Wir hatten von unserem Rabattmark­engeld noch etwas übrig, und ein Stück die Straße runter gab es ein Blumengesc­häft.

„Wir müssen ihr Bescheid sagen, wenn wir einkaufen gehen.“

„Wir sagen einfach, wir wollen noch mal in die Drogerie.“

Aber es war zu spät. Liesel kam in die Wohnung, um das Mittagesse­n zu kochen.

„Huhu, ihr zwei. Ich brutschel uns was Feines. Muckalicki, das kennt ihr nicht, ist jugoslawis­ch . . . Was riecht denn hier so?“

Barbara und ich standen vor dem Esszimmer im Flur, stolz.

„Wir haben ein bisschen aufgeräumt und sauber gemacht.“

Liesel blieb in der Tür stehen, und ihr Gesicht war auf einmal wie aus Stein.

Dann lief sie an unserem polierten Tisch vorbei zum Fenster, drehte uns den Rücken zu und murmelte vor sich hin. Es hörte sich an wie Fluchen. Wir fassten uns an den Händen. Da drehte Liesel sich um, Tränen liefen ihr übers Gesicht.

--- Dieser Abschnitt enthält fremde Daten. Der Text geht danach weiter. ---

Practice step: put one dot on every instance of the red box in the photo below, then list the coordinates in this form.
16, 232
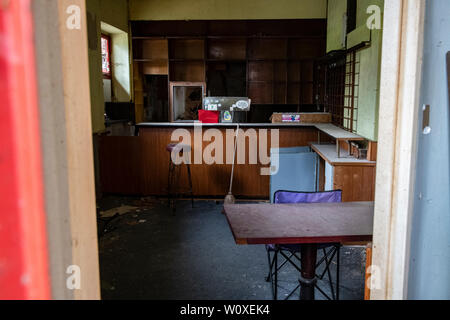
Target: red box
206, 116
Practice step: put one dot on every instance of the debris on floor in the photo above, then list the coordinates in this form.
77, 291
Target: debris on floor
117, 211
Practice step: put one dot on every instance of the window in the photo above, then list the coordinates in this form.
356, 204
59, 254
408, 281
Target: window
342, 89
351, 15
106, 56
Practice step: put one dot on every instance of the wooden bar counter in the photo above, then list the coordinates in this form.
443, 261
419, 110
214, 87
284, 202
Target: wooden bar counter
139, 165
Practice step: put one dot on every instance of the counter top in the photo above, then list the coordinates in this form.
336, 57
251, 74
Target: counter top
329, 154
231, 125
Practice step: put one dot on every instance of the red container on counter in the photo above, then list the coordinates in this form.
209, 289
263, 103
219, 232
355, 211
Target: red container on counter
206, 116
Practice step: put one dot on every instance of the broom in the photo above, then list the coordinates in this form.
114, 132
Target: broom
230, 199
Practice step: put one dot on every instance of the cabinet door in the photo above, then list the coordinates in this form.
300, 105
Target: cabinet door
296, 171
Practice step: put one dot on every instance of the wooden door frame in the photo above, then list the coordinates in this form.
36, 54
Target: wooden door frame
68, 161
398, 116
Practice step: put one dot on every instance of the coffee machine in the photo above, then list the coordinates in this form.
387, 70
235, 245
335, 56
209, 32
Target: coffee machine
232, 109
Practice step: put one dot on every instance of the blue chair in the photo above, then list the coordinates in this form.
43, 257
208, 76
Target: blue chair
289, 251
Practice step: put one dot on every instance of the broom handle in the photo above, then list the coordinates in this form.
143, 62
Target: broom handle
234, 157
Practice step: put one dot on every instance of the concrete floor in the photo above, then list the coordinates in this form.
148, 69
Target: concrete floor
148, 253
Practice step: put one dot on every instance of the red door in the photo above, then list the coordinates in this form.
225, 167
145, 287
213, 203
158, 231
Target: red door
24, 272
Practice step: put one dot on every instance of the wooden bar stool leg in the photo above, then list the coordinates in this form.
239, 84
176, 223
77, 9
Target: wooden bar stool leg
177, 173
190, 183
169, 183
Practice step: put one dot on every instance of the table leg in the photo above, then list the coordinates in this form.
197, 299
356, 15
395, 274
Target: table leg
308, 275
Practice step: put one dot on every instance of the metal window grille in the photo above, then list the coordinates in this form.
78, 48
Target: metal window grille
342, 89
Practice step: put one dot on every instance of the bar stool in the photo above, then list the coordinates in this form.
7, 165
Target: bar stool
175, 173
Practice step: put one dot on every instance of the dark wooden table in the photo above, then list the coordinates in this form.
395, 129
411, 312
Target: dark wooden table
309, 224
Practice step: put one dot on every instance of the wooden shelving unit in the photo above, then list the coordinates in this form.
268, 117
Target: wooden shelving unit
279, 68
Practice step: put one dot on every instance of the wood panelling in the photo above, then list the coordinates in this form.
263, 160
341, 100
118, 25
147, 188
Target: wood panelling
356, 182
372, 151
279, 54
227, 49
187, 49
139, 165
302, 28
267, 49
190, 71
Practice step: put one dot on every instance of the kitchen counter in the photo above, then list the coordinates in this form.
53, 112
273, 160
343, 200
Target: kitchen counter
222, 125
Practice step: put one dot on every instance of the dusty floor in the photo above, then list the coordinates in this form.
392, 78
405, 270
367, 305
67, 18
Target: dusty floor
149, 253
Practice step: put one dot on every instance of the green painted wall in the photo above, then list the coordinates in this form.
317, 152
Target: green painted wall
115, 13
369, 57
369, 76
336, 11
227, 9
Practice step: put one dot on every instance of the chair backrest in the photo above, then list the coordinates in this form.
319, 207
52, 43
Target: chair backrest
281, 197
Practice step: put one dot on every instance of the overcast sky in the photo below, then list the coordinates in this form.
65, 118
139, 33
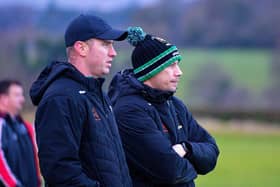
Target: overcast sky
81, 4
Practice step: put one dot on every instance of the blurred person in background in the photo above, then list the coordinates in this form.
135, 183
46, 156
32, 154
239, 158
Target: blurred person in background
164, 144
77, 135
18, 154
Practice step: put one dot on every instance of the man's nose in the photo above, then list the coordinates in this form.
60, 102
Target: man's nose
112, 51
178, 71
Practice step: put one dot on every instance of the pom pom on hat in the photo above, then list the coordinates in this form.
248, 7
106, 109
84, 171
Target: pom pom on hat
151, 54
135, 35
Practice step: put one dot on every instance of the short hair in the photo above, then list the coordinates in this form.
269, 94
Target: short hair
6, 84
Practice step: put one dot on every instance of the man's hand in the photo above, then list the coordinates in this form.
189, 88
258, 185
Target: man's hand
179, 149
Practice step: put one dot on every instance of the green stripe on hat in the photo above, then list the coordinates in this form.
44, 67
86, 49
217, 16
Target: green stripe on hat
160, 68
155, 59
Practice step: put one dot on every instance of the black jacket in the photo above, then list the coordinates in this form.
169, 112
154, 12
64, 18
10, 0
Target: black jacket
77, 136
150, 122
18, 153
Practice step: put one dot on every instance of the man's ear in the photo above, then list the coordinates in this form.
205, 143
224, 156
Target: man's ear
81, 48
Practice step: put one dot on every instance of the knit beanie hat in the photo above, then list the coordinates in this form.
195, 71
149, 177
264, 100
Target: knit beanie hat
151, 54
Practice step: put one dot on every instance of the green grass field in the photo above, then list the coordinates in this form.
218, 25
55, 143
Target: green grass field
248, 68
246, 160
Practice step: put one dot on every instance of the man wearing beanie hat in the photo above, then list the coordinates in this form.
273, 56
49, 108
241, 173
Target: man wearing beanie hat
164, 144
78, 140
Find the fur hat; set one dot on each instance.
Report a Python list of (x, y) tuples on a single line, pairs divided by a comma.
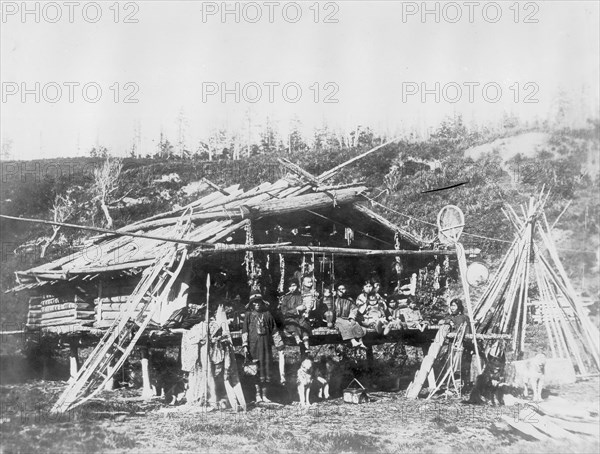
[(255, 295)]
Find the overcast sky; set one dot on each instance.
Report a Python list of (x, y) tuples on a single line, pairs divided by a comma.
[(373, 58)]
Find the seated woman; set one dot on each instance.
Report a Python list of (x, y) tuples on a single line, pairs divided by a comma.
[(456, 318), (374, 314), (294, 314), (344, 315), (324, 307), (361, 299), (394, 314), (411, 315)]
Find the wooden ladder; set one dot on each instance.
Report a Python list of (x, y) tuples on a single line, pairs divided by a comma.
[(413, 390), (118, 342), (453, 362)]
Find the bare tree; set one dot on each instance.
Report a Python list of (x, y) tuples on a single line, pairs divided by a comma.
[(105, 185), (62, 209)]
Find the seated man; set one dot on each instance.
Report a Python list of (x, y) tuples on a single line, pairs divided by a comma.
[(374, 314), (361, 300), (344, 314), (456, 318), (295, 315), (323, 314), (394, 313), (412, 315)]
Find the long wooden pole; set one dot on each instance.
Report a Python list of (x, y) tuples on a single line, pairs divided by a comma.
[(462, 264), (207, 356)]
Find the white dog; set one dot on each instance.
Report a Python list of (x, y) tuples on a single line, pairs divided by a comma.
[(304, 381), (534, 370)]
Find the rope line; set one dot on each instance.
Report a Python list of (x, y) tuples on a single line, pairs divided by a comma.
[(375, 202)]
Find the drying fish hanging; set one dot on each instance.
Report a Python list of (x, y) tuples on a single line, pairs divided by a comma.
[(281, 287), (348, 235), (436, 277)]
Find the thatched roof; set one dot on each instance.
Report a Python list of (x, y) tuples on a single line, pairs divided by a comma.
[(214, 218)]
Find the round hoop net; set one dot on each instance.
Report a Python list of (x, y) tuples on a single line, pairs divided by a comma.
[(451, 222)]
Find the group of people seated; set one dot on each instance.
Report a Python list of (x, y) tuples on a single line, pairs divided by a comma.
[(298, 312), (301, 309)]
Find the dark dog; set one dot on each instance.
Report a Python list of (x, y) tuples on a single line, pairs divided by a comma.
[(488, 387), (166, 379)]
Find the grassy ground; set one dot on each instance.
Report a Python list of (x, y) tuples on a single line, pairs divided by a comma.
[(118, 422)]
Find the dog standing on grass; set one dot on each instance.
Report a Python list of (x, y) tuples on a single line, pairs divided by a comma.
[(304, 380), (311, 373), (533, 373), (488, 387)]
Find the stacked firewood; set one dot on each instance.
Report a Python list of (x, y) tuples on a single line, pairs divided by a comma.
[(109, 308), (51, 311)]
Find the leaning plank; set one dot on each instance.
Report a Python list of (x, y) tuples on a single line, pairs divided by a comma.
[(413, 390)]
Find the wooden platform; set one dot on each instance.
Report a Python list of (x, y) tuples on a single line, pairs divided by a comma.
[(321, 336)]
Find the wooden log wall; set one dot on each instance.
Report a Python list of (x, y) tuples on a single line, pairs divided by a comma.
[(50, 311)]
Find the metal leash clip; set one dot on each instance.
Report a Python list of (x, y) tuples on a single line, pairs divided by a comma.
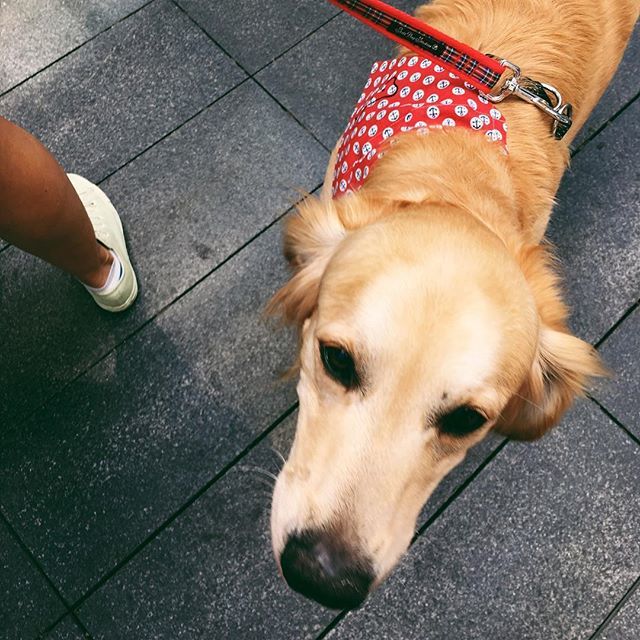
[(542, 95)]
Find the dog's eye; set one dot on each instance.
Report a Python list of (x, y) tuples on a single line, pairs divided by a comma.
[(461, 421), (339, 365)]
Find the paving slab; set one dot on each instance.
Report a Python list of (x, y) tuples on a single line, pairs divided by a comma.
[(186, 204), (542, 545), (254, 32), (27, 603), (67, 629), (320, 79), (104, 463), (625, 625), (621, 394), (596, 227), (122, 91), (54, 27), (622, 90), (212, 573)]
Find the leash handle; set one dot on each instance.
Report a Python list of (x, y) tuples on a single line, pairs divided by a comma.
[(478, 69)]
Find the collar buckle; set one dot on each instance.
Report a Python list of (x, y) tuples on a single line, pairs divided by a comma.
[(542, 95)]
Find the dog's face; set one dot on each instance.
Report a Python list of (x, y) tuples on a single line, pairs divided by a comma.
[(422, 335)]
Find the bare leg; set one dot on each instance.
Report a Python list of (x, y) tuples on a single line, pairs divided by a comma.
[(40, 211)]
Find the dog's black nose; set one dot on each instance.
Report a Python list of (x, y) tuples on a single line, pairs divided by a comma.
[(322, 567)]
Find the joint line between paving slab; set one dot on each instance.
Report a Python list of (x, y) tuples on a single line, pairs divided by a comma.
[(277, 57), (616, 324), (614, 419), (605, 623), (443, 507), (252, 76), (162, 310), (169, 521), (40, 569), (68, 53)]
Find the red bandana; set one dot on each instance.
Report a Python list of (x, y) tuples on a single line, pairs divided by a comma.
[(405, 94)]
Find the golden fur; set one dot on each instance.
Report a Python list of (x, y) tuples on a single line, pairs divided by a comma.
[(436, 277)]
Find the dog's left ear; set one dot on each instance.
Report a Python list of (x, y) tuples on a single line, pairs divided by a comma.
[(563, 366), (311, 237)]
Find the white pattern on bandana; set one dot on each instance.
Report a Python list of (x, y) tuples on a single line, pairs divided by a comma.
[(449, 106)]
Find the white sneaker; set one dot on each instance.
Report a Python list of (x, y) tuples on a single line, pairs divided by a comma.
[(108, 229)]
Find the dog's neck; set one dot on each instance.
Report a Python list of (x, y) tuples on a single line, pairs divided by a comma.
[(512, 195)]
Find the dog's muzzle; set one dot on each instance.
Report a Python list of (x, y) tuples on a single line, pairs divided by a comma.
[(324, 568)]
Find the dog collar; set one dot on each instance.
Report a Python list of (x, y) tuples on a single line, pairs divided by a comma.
[(406, 94)]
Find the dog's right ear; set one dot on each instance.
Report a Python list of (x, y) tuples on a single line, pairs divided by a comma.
[(310, 239)]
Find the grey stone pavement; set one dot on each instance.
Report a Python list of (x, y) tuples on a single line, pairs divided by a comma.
[(132, 497)]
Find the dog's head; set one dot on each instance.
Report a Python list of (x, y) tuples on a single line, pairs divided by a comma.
[(420, 332)]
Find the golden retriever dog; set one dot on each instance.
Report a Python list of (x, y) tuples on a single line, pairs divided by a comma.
[(428, 305)]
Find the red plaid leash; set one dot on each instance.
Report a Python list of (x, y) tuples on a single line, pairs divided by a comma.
[(484, 72)]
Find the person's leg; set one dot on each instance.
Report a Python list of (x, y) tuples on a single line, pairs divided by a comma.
[(40, 211)]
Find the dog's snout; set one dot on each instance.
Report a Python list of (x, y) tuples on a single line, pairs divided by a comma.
[(324, 568)]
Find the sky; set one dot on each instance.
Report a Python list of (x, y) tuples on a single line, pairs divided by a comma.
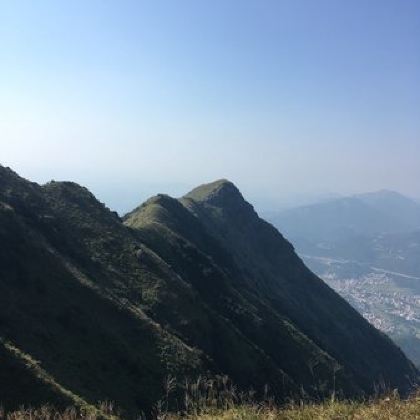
[(286, 98)]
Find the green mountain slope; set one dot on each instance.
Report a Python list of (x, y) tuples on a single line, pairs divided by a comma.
[(183, 287)]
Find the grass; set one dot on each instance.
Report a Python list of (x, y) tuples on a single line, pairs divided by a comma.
[(384, 408)]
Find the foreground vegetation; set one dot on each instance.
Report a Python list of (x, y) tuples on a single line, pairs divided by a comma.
[(388, 407)]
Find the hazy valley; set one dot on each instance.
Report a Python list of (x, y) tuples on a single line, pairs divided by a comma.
[(367, 248)]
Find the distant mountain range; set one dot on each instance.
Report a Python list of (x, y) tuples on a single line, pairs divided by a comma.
[(367, 247), (94, 307)]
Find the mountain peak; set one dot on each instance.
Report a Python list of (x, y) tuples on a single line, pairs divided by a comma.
[(221, 189)]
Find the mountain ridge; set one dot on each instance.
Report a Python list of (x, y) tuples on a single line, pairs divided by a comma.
[(183, 287)]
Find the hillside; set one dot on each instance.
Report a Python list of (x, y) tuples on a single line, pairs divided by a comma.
[(367, 247), (96, 308)]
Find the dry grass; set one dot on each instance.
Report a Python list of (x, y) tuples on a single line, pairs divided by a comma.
[(390, 407), (206, 399)]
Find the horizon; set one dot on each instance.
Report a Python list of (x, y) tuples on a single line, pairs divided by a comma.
[(288, 100), (129, 203)]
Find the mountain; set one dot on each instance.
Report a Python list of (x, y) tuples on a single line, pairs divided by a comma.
[(367, 247), (341, 227), (94, 307)]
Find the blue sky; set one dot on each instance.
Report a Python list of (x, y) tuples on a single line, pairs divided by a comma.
[(283, 97)]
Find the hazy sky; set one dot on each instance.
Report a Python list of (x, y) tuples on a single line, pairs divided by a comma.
[(283, 97)]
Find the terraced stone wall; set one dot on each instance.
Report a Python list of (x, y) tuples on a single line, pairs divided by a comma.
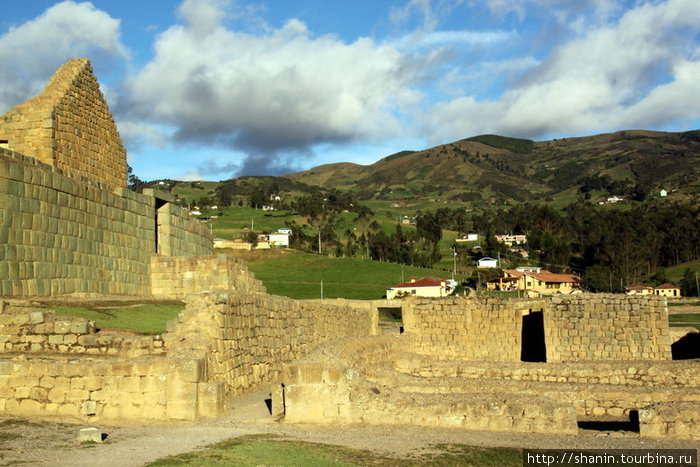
[(246, 338), (607, 327), (583, 327), (61, 235), (465, 328)]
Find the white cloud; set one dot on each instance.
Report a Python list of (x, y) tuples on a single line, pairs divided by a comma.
[(626, 74), (284, 90), (33, 51)]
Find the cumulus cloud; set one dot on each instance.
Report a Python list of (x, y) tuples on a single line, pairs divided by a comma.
[(282, 90), (34, 50), (604, 80)]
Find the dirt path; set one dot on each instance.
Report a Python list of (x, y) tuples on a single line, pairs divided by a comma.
[(55, 444)]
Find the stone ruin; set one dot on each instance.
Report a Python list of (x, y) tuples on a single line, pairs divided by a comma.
[(69, 228)]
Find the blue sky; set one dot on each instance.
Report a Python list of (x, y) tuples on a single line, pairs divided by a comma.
[(211, 89)]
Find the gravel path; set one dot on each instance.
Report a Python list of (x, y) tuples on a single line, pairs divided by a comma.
[(55, 444)]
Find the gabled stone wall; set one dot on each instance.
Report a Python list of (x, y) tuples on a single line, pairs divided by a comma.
[(69, 126)]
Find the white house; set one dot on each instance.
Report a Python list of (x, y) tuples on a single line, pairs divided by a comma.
[(426, 287), (279, 239), (487, 262)]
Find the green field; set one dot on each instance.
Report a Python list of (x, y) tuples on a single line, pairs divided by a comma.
[(675, 273), (684, 320), (298, 275), (258, 450), (141, 318)]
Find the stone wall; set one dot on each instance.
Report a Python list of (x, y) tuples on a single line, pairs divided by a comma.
[(246, 338), (572, 328), (348, 381), (607, 327), (69, 126), (179, 234), (177, 277), (61, 235), (36, 331), (466, 328)]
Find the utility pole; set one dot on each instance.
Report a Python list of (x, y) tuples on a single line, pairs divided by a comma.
[(454, 271)]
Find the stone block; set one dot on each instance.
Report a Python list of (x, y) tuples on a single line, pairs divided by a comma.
[(190, 370), (210, 399), (90, 435)]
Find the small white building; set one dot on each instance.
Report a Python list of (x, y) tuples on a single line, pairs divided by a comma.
[(487, 262), (279, 239), (426, 287)]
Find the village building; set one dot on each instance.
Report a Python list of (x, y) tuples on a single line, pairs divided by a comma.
[(639, 289), (426, 287), (511, 240), (487, 262), (279, 238), (536, 281), (664, 290)]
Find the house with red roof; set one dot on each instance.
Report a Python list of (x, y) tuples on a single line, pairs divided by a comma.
[(667, 290), (664, 290), (536, 281), (639, 289), (426, 287)]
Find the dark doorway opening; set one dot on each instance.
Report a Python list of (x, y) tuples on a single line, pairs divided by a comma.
[(615, 425), (687, 347), (533, 347), (390, 319), (159, 204)]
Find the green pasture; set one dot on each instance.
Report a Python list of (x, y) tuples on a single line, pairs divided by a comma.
[(298, 275), (684, 320), (141, 318), (258, 450)]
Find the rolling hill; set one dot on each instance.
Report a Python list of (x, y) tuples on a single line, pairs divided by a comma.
[(508, 169)]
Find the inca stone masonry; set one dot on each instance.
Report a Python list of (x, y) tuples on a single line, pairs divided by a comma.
[(70, 228)]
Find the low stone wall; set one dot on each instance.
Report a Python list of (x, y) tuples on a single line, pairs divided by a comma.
[(607, 327), (380, 380), (335, 385), (29, 330), (636, 373), (247, 338), (583, 327), (678, 420), (177, 277), (92, 389), (181, 234)]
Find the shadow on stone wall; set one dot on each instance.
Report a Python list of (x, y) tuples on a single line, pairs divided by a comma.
[(686, 348)]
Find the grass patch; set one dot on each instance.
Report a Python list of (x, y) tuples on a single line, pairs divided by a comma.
[(352, 278), (684, 320), (269, 450), (141, 318)]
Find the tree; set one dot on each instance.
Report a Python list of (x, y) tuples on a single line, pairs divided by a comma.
[(689, 283)]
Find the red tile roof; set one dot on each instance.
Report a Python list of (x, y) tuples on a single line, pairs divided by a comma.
[(546, 276), (425, 282)]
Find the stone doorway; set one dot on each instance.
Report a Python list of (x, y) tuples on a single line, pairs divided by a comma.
[(532, 339)]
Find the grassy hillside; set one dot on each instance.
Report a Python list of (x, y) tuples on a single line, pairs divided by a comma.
[(490, 169), (298, 275)]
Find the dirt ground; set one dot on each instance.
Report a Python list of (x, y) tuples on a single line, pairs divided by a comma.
[(42, 443)]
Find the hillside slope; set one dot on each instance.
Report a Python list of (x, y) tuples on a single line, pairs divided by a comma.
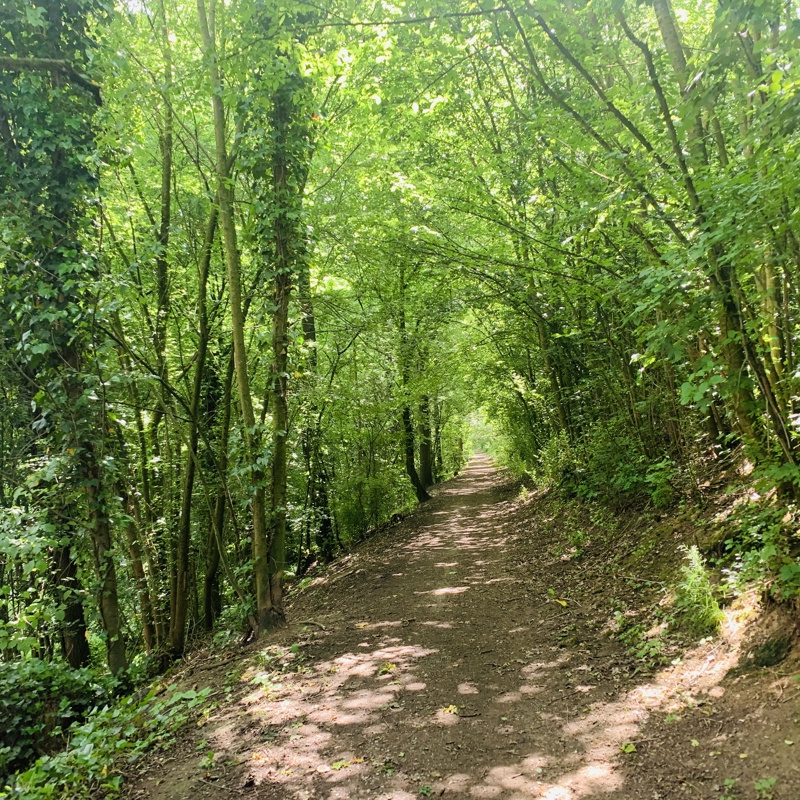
[(470, 652)]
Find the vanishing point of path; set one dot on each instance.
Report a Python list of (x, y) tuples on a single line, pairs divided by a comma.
[(438, 664)]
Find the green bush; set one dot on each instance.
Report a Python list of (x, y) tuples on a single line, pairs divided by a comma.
[(765, 548), (87, 767), (39, 700), (696, 602)]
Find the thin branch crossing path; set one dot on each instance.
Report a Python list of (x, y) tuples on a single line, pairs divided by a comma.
[(458, 654)]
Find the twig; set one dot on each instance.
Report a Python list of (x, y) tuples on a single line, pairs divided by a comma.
[(641, 580), (311, 622)]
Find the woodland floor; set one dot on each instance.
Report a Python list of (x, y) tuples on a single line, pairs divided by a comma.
[(447, 667)]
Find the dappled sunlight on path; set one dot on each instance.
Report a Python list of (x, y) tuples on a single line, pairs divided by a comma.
[(437, 671)]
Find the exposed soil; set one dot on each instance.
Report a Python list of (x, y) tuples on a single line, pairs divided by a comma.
[(466, 652)]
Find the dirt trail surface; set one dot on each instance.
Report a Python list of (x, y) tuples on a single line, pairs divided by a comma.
[(439, 663)]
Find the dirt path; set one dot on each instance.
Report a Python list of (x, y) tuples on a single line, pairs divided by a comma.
[(445, 667)]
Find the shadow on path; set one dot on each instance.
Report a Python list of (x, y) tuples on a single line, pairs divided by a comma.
[(440, 671)]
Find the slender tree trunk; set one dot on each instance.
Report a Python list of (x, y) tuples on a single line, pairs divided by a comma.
[(74, 644), (225, 195), (108, 599), (137, 567), (177, 633), (425, 445)]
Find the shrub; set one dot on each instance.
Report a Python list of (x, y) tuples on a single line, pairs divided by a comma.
[(86, 768), (39, 700), (695, 599)]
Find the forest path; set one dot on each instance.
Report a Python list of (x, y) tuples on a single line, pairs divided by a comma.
[(446, 667)]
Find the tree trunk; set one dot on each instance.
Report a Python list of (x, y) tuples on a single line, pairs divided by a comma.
[(225, 195), (74, 644), (177, 633), (425, 445)]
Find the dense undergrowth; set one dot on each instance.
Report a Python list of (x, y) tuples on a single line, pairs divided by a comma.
[(88, 756)]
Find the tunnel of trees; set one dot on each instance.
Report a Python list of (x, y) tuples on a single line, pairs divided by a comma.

„Das war aber sehr lieb von euch.“

In der Nacht schliefen Barbara und ich ganz dicht, Rücken an Rücken. Dann kam unser letzter Ferien- abend.

Liesel wollte mit uns essen gehen und machte ein großes Geheimnis daraus.

„Da gibt es etwas ganz Neues. So etwas kennt ihr nicht.“

Aber dann gingen wir nur zur Wirtschaft an der Straßeneck­e.

In einem der Fenster dort stand ein Ofen mit einer Glasscheib­e, in dem sich auf Spieße gesteckte Hühner langsam drehten. Fett tropfte herunter.

„Frische Grillhähnc­hen“, schwärmte Liesel. „Lecker!“Dann zog sie die Tür auf. Ich war noch nie in einer Wirtschaft gewesen, Mutter fand Wirtschaft­en nicht gut. Drinnen war es verqualmt. An der Theke und an den Tischen saßen lauter Männer, die sich freuten, als wir hereinkame­n.

„Die Frau Zwanziger gibt sich mal wieder die Ehre!“

Die einzige Frau im Raum war die Wirtin hinter dem Tresen.

Sie hatte toupierte Haare, und ihr schwarzer Glitzerpul­lover war so tief ausgeschni­tten, dass man den halben Busen sehen konnte.

Liesel schob uns zu ihr hin. „Das ist Frau Schatz, eine gute Freundin von mir.

Schenk mir mal einen ein, Hilde. Und derWilli soll mal zwei Halbe für meine Ferienkind­er machen.“

„Der Willi“war der Wirt, der aus der Küche gelaufen kam, als er Liesel hörte.

Er war kleiner als seine Frau, hatte eine weiße Schürze um und lachte mit großem Mund.

Liesel schickte uns an einen Tisch neben der Küchentür.